1. Establishing of a novel enzyme design pipeline, which uses diffusion based back bone design approaches to scaffold artificial catalytic motifs. The artificial catalytic motif approach is a direct result of previous parametric design approaches and has been combined with RosettaFold diffusion (RFdiffusion).
2. Design and characterization of more than 200 de novo proteins in total, which either complex copper to achieve nitrate reduction, or quercitin oxidation, amino oxidation and polysaccharide monooxygenation
3. Biochemical and biophysical characterization (CD, DSF, SAXS, MS, X-ray crystallography) of the designs.
4. Design and characterization of de novo proteins that complex ruthenium half-sandwich complexes and their biochemical and biophysical characterization.
5. Expansion of the parametric design code
6. Construction of a GNN which learns atom identities and their distances, angles and torsions to neighboring atoms assess the quality of 1. Loops connecting any two secondary structure elements of variable length; 2. Design models on a per-residue basis, which provides an additional level of design accuracy assessment on top of structure prediction networks like AlphaFold2/3.

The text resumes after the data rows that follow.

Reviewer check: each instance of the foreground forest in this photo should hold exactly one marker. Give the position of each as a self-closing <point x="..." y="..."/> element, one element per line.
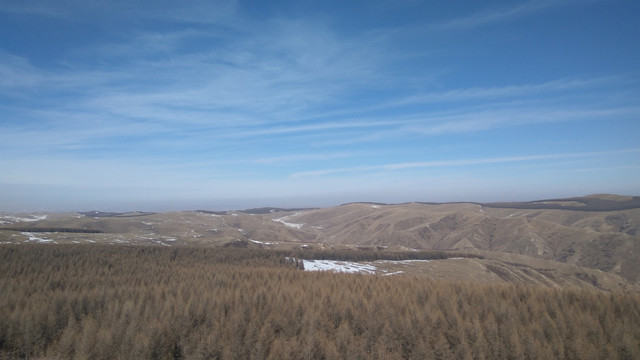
<point x="139" y="302"/>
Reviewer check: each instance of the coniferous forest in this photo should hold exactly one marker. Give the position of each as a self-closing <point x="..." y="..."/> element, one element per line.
<point x="136" y="302"/>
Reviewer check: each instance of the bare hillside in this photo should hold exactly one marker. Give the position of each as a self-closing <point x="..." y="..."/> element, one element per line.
<point x="599" y="232"/>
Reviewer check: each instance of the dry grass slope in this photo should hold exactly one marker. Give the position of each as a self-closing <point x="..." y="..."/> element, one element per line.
<point x="126" y="302"/>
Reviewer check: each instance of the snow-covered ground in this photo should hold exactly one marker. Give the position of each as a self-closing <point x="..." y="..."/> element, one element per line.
<point x="10" y="219"/>
<point x="375" y="267"/>
<point x="263" y="243"/>
<point x="283" y="220"/>
<point x="32" y="237"/>
<point x="338" y="266"/>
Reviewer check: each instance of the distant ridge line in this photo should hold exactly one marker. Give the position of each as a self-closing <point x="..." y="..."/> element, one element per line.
<point x="593" y="204"/>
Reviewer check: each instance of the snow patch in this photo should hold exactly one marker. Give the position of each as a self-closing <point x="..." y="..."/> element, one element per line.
<point x="283" y="220"/>
<point x="263" y="243"/>
<point x="9" y="219"/>
<point x="338" y="266"/>
<point x="37" y="239"/>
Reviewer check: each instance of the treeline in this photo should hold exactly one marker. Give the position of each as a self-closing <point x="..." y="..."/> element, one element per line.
<point x="135" y="302"/>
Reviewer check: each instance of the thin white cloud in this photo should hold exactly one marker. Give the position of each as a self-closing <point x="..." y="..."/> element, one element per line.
<point x="461" y="162"/>
<point x="493" y="16"/>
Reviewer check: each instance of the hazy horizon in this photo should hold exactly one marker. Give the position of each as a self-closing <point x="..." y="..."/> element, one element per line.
<point x="124" y="106"/>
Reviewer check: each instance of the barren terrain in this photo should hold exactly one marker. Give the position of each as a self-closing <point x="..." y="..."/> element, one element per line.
<point x="592" y="241"/>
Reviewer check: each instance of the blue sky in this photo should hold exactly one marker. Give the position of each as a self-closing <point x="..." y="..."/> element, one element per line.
<point x="161" y="105"/>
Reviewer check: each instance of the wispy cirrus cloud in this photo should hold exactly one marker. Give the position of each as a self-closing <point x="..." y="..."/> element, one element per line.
<point x="463" y="162"/>
<point x="497" y="15"/>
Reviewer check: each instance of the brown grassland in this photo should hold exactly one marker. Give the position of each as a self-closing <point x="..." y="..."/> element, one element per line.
<point x="144" y="302"/>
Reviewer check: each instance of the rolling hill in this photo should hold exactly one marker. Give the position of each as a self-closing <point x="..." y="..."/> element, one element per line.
<point x="592" y="240"/>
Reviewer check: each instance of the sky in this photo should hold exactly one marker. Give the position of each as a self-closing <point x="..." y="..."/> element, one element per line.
<point x="176" y="105"/>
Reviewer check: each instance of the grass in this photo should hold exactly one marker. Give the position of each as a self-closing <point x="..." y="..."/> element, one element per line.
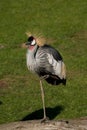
<point x="65" y="21"/>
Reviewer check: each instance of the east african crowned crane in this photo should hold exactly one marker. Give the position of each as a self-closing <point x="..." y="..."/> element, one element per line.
<point x="47" y="62"/>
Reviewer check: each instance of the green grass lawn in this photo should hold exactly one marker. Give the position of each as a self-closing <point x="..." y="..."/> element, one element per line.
<point x="60" y="20"/>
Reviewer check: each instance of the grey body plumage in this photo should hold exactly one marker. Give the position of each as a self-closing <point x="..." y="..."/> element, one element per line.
<point x="47" y="62"/>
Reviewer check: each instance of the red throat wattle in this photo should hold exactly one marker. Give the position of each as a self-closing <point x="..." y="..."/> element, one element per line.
<point x="31" y="47"/>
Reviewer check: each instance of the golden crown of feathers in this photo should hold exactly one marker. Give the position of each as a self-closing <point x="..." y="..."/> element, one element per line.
<point x="39" y="38"/>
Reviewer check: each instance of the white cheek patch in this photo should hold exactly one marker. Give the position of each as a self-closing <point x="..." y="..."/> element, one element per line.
<point x="33" y="42"/>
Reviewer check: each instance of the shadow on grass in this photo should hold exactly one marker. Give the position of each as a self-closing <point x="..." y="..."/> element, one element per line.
<point x="50" y="112"/>
<point x="1" y="103"/>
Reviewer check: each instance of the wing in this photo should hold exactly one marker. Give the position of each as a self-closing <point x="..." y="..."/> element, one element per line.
<point x="50" y="61"/>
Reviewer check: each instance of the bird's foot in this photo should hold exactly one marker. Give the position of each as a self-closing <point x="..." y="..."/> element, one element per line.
<point x="44" y="120"/>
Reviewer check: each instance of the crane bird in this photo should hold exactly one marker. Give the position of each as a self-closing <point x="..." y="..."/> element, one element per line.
<point x="47" y="63"/>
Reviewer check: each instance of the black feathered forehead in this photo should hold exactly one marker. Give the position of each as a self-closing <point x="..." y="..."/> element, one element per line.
<point x="31" y="38"/>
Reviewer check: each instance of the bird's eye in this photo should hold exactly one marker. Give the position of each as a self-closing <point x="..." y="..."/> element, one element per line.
<point x="33" y="42"/>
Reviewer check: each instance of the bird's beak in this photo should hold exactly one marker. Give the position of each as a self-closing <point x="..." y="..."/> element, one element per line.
<point x="27" y="43"/>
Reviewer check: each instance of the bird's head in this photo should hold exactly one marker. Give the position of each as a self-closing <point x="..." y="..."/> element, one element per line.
<point x="31" y="41"/>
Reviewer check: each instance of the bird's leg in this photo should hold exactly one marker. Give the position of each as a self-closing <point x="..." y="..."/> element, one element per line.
<point x="43" y="101"/>
<point x="42" y="94"/>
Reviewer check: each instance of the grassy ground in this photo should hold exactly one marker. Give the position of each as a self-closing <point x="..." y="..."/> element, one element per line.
<point x="65" y="21"/>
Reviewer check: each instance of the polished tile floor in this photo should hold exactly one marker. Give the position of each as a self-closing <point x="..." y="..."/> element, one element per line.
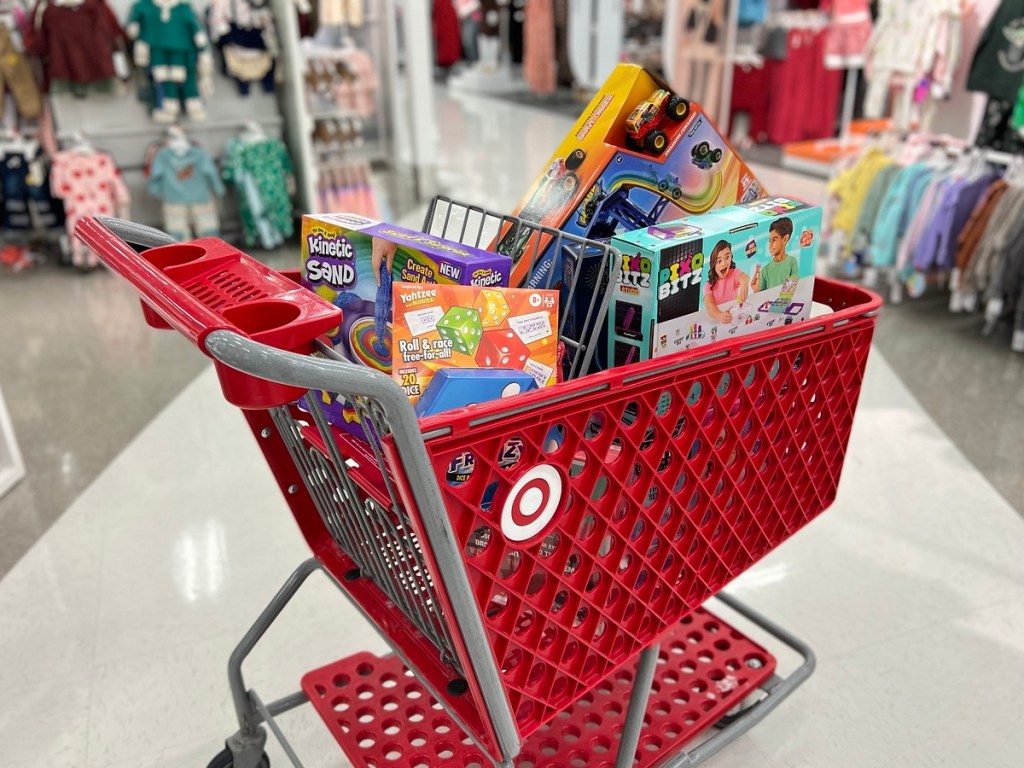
<point x="164" y="535"/>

7. An antiparallel single walled six helix bundle, a fold that does not occur in nature and catalyzes the as retro-aldol reaction.
8. Design of de novo three helix bundles that harbor a binding site for b-type heme between their symmetric dimer interface were designed and experimentally characterized

Since the start of the project, lots of time was invested to build streamlined experimental pipelines for the quick analysis of our designed proteins. HelixMold pushed enzyme design beyond the current state of the art by demonstrating that a pre-organized catalytic motif can be transplanted, essentially “as is,” into entirely new backbones generated by parametric design or/and a diffusion model. The used catalytic model systems delivered million-fold rate enhancements for a high-barrier C–C bond-cleavage and forming reaction—without any laboratory evolution. Previous one-shot designs worked almost exclusively required post-design mutagenesis to reach useful activities. Within HelixMold we could show that a single computational cycle can now capture the geometric necessities needed for catalysis involving multiple side chains and transition states. Methodologically, we managed to unify fragment-based active-site preservation with parametric design and machine learning based backbone generation, offering a generalized and modular approach that can be used for designing biocatalysts for various chemistries, including cofactor dependent reactions. For biotechnology, such plug-and-play creation of bespoke catalysts promises to significantly shorten development timelines from years to months, eventually enabling rapid construction of e.g. one-pot on-demand synthesis of complex fine chemicals, and agile retro-biosynthetic routes that can outpace traditional chemical process development while operating under mild, sustainable conditions.